12/08/2014 11:08 BST | Updated 12/10/2014 06:59 BST

If Your Partner Is Your Only Friend, You Need to Get a Life


(Photo released under the public domain)

A study by relationship charity Relate has found that one in 10 people don't have a close friend.

During a phone-in radio show on the subject, many people got in touch to say their partners are their best friends, some even saying, 'why would I need friends when I have my husband / wife?'

Really? Are they serious? If your partner is your only close friend then sorry, that just isn't enough.

Friends are crucial to a happy healthy life, whether it's one friend or lots. I really began to understand this when I struggled with infertility. Sometimes, I needed to turn to friends to unload without putting that extra burden on my husband.

But it wasn't just the support those friends offered. It was the way having close friends made me feel like an individual. I wasn't defined by my marriage, by a family I might never have. I was me, an individual with my own individual friends. That gave me comfort.

And yet so many people do define themselves by their marriages. Some people isolate themselves from their friends and don't bother trying to make new friends, deluded and clueless in their sparkly relationships as they slowly lose their individuality.

They become 'one' entity, not two individuals. Some even have joint Facebook accounts and emails. Have they completely lost their individual identity, two people morphed into one?

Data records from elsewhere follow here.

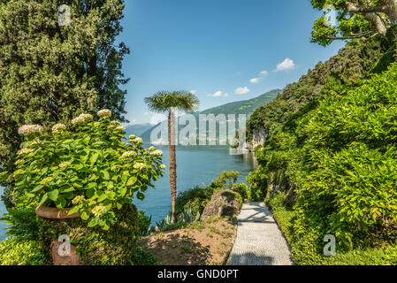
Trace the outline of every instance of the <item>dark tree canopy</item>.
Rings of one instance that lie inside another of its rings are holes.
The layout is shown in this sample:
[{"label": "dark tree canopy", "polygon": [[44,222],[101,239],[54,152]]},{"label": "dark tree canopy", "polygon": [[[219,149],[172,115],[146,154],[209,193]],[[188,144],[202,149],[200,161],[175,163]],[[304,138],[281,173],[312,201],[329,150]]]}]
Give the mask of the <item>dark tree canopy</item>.
[{"label": "dark tree canopy", "polygon": [[336,25],[329,25],[324,17],[314,22],[313,42],[323,46],[334,40],[370,38],[386,35],[397,21],[397,0],[310,0],[315,9],[336,11]]},{"label": "dark tree canopy", "polygon": [[[58,7],[70,7],[70,25],[58,24]],[[18,127],[44,128],[81,112],[124,115],[128,80],[118,46],[124,0],[0,1],[0,167],[11,165]]]}]

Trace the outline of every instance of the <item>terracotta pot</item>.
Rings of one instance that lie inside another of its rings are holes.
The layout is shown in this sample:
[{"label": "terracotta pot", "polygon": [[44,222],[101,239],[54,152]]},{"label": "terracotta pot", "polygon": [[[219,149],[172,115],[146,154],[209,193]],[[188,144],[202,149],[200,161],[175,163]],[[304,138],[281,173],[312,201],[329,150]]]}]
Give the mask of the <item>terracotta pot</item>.
[{"label": "terracotta pot", "polygon": [[69,215],[70,210],[71,209],[61,210],[40,204],[36,208],[36,214],[42,218],[48,219],[71,219],[71,218],[78,218],[80,217],[78,212]]},{"label": "terracotta pot", "polygon": [[[36,214],[42,218],[47,219],[72,219],[80,218],[79,213],[73,213],[69,215],[69,209],[57,209],[53,207],[47,207],[43,204],[40,204],[36,208]],[[51,241],[51,254],[52,262],[54,265],[79,265],[80,257],[76,253],[76,249],[73,245],[70,245],[70,254],[69,255],[60,255],[59,247],[63,241],[58,241],[57,240]]]}]

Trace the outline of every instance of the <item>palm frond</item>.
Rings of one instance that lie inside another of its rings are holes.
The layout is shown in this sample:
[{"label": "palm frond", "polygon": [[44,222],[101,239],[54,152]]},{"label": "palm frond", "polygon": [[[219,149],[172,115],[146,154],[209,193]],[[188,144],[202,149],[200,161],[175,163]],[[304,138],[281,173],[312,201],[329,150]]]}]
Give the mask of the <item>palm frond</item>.
[{"label": "palm frond", "polygon": [[187,112],[198,110],[200,100],[189,91],[158,91],[152,96],[146,97],[145,103],[154,112],[165,112],[174,108]]}]

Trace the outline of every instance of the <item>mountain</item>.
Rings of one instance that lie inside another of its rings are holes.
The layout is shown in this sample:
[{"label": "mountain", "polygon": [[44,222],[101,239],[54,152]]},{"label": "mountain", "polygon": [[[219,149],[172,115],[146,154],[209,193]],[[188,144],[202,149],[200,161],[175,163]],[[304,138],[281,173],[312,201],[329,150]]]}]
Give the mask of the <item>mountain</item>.
[{"label": "mountain", "polygon": [[129,136],[131,134],[141,135],[143,133],[148,131],[153,126],[153,125],[145,123],[145,124],[136,124],[136,125],[128,125],[126,126],[126,136]]},{"label": "mountain", "polygon": [[[282,89],[273,89],[267,93],[264,93],[257,97],[248,99],[248,100],[241,100],[237,101],[230,103],[226,103],[224,105],[213,107],[202,111],[198,111],[195,113],[193,113],[193,115],[196,118],[196,120],[198,121],[198,116],[200,114],[213,114],[214,116],[218,116],[218,114],[225,114],[226,117],[228,114],[235,114],[238,116],[239,114],[246,114],[250,115],[254,110],[257,107],[260,107],[262,105],[264,105],[270,102],[271,102],[274,98],[277,97],[277,96],[282,92]],[[238,117],[236,117],[236,119],[238,119]],[[150,134],[161,123],[158,123],[156,126],[152,126],[150,128],[149,128],[147,131],[145,131],[141,136],[145,142],[150,142]],[[218,125],[218,123],[217,122]],[[184,126],[179,126],[179,130],[182,129]],[[216,136],[218,137],[218,126],[217,126],[217,133]],[[207,130],[208,134],[208,130]],[[197,131],[198,135],[198,131]]]},{"label": "mountain", "polygon": [[221,106],[208,109],[206,111],[201,111],[200,114],[250,114],[256,107],[264,105],[272,101],[282,91],[282,89],[271,90],[265,94],[263,94],[262,96],[252,99],[237,101],[234,103],[230,103]]}]

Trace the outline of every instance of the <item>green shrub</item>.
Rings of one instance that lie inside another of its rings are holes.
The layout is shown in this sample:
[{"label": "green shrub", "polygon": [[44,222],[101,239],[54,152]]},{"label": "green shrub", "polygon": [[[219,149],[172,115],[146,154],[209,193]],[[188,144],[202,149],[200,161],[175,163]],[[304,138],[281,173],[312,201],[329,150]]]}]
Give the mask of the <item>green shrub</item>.
[{"label": "green shrub", "polygon": [[[393,262],[394,254],[387,259],[379,249],[397,242],[396,81],[394,63],[355,84],[329,84],[317,105],[273,131],[256,150],[251,192],[272,187],[298,195],[288,228],[298,264],[323,263],[325,234],[337,238],[335,263],[368,264],[358,259],[366,254],[376,264]],[[270,204],[285,206],[278,194]]]},{"label": "green shrub", "polygon": [[160,265],[155,256],[139,247],[134,252],[133,257],[129,261],[131,265]]},{"label": "green shrub", "polygon": [[0,241],[0,265],[46,264],[46,256],[37,241],[11,237]]},{"label": "green shrub", "polygon": [[[57,124],[50,134],[38,125],[19,128],[26,142],[12,174],[17,207],[72,208],[70,214],[79,212],[90,226],[106,230],[123,204],[144,198],[148,187],[164,174],[162,151],[146,150],[134,135],[123,142],[125,128],[111,121],[111,112],[97,115],[97,122],[81,114],[69,127]],[[7,172],[1,175],[5,179]]]},{"label": "green shrub", "polygon": [[34,208],[9,209],[0,218],[8,224],[7,234],[15,239],[36,241],[39,237],[37,216]]},{"label": "green shrub", "polygon": [[232,189],[239,193],[243,200],[249,200],[251,198],[251,194],[248,187],[244,183],[235,184]]},{"label": "green shrub", "polygon": [[177,214],[190,208],[194,214],[199,213],[201,215],[212,194],[212,189],[199,186],[185,192],[180,192],[175,203]]}]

And then who do they turn to when they need to vent about their relationships? And what happens if they split up? They're suddenly left with no-one. They feel like the person who they ought to be dissolves and it makes it all the more painful.

Of course, there are people who are painfully shy and struggle to make friends, their partners helping them to come out of their shells by introducing them to their friends. Or those who have moved to new towns, new countries. But you must make the effort to at least try to find someone who you can meet for a coffee, have dinner with, share the laughs and the tears with. It's not healthy for any relationship to rely on your partner for all this all of the time.

Speaking of time, many people say they don't have the time for friends when they have a family. Rubbish! I'm a mother who works four days a week and writes novels in my spare time and yet I still find time for my friends, even if it's an email during busy weeks.

Some parents say any spare time they have they want to relax. Sure, I sometimes get home from work and think I'd love nothing better than to curl up in my PJs and watch a film with my husband. But when I'm out and laughing with my friends over the crazy yurt holiday we had in Wales once, all the tension from my busy work day / baby nappy explosion / difficult scene in my novel dissipates.

If you're one of those people who spouts off about not needing friends because your partner is your best friend or because you're too busy, widen your horizons. Become an individual. Don't get into that unhealthy trap.